Context for the Protection of Confidential Data
This chapter sets out the legal and policy context in which the Division of Science Resources Statistics (SRS) of the National Science Foundation (NSF) operated when confronting the issue of publication of data from the Survey of Earned Doctorates (SED). This context also sets the stage for deciding on the new parameters for publishing data based on responses from small population groups.
The chapter begins with a description of the NSF legislative mandate pertaining to confidentiality of respondents and their responses. It then discusses the legislation and implementing guidance for the original decision to withhold some data from publication: the Confidential Information Protection and Statistical Efficiency Act of 2002 (CIPSEA). Finally, the chapter addresses the several rules, guidelines, and practices that have emerged in the federal statistical system and the statistical profession, which also serve to establish the context for decisions on the balance between confidentiality and access by federal statistical agencies.
NSF LEGISLATION AND PRACTICE
Workshop presenter Stephen Cohen (National Science Foundation) began by saying that the SRS is both a part of the National Science Foundation and one of the major agencies in the federal statistical system. It is the primary organization in NSF that carries out its congressional mandate “to provide a central clearinghouse for the collection, interpretation, and
analysis of data on scientific and engineering resources and to provide a source of information for policy formulation by other agencies of the Federal Government” (National Science Foundation Act of 1950, as amended; 42 U.S.C. 1862).1 The National Science Foundation Act of 1950, as amended, in conjunction with the Privacy Act of 1974, as amended,2 defines the requirement to protect the confidentiality of respondent data. The NSF act pertains to SED because, although it is sponsored and funded by a consortium of federal agencies, NSF is the lead agency in the consortium, provides the bulk of funding, and is responsible for implementing the survey and disseminating the findings. The act provides the legal authority to collect the SED.

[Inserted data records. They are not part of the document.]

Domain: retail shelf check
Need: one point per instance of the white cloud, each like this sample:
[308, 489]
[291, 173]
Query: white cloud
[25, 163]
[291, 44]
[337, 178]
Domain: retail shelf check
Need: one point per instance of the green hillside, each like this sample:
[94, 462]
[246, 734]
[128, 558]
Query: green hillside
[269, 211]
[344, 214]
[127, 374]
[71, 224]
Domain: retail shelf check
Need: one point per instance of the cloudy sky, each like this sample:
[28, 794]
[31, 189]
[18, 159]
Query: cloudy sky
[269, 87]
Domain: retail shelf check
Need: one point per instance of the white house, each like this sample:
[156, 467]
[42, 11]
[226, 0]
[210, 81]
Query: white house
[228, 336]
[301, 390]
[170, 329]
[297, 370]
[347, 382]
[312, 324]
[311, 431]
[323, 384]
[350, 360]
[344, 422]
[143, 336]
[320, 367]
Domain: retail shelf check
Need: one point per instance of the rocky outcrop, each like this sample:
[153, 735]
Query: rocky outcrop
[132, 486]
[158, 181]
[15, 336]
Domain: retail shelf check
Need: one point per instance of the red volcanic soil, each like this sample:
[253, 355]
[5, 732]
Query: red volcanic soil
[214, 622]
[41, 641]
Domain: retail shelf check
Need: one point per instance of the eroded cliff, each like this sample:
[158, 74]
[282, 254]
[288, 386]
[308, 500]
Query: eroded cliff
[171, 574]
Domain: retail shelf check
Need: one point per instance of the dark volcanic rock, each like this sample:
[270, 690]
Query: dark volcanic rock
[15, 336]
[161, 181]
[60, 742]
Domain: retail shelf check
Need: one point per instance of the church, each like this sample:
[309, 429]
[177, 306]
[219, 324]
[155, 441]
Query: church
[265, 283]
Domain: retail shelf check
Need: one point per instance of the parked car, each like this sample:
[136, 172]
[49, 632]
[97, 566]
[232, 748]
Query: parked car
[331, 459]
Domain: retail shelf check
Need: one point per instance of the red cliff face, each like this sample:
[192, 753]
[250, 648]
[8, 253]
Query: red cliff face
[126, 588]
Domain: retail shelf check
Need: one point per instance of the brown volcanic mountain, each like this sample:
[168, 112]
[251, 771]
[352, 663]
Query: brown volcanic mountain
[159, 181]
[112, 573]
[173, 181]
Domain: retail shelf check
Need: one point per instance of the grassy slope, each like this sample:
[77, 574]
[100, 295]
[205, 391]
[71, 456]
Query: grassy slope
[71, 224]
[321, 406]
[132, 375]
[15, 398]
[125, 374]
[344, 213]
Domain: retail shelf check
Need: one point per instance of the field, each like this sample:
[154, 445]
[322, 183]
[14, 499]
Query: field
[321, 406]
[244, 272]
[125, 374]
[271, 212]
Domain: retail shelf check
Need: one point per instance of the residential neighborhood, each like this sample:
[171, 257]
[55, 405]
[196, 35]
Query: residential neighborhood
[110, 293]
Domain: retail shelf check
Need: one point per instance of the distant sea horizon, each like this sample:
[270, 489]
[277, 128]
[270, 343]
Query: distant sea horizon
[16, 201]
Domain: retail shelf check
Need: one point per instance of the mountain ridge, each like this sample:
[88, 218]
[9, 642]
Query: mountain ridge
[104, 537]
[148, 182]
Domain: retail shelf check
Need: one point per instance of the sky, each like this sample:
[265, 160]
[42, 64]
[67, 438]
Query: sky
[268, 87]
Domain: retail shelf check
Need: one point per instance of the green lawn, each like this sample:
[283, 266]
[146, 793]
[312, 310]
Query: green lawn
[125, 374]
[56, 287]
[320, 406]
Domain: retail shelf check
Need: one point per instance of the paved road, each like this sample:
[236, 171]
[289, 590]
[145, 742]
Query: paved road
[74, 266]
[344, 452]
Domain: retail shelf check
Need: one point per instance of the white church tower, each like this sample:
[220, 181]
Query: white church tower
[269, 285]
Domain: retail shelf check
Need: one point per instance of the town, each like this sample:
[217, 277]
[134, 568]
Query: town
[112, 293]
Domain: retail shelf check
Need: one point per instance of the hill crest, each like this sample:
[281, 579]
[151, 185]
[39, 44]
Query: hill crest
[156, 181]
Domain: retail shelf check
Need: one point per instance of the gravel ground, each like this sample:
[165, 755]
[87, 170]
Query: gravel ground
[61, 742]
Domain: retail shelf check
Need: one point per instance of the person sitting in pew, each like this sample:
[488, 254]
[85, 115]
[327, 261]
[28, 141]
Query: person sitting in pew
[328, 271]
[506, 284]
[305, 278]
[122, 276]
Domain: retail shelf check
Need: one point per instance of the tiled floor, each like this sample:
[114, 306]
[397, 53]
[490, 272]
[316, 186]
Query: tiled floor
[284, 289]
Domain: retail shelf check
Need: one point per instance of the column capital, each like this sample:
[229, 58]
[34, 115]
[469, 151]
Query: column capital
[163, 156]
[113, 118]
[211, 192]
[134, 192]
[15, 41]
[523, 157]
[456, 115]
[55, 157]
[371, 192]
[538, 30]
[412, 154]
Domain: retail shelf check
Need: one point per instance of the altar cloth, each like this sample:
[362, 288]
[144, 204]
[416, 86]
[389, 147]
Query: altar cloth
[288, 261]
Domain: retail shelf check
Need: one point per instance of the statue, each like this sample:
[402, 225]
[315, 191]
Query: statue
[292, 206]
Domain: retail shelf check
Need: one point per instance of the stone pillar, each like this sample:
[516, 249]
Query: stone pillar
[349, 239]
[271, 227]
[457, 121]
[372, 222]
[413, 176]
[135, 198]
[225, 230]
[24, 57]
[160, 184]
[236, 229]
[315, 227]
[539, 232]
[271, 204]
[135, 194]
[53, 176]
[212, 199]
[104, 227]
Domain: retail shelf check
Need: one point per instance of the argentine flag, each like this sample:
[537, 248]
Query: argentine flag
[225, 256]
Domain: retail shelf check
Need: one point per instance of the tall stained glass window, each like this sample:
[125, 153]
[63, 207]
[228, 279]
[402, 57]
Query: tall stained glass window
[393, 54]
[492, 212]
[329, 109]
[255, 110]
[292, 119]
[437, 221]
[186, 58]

Section 14(i) of the NSF act, as amended, provides that survey responses “shall not be disclosed to the public unless the information has been transformed into statistical or abstract formats that do not allow for the identification of the supplier.” In addition to the restriction on public disclosure of identifiable statistical data, section 14(i) also specifically prohibits public disclosure of the “identities of individuals, organizations, and institutions supplying information” in responses to NSF surveys (see Box 2-1).
The legislative imperatives pertaining to SED are reflected in the confidentiality pledge statements included with both the paper and the web-based versions of the questionnaire. The confidentiality pledge statement on the survey forms assures potential respondents that their answers will not be disclosed to the public in identifiable form and specifically refers to the NSF act and the Privacy Act.
The reasons for NSF’s concern for the confidentiality of survey responses, Cohen stated, are based on these legal dictates, as well as on practical concerns that confront all statistical agencies that collect data from the public. In the face of increasing resistance to responding to statistical surveys generally, the assurance of protection of respondents’ answers from public disclosure is considered essential to the continued ability of federal agencies to collect survey data. This is particularly the case with SED, for which the danger of revealing confidential information provided by individual respondents is perceived to be greater than in many other sample surveys because there is a very high likelihood that information about a member of a
Available at http://www.usdoj.gov/oip/privstat.htm.
relatively small group—doctoral graduates in a given year—will be included in the published data.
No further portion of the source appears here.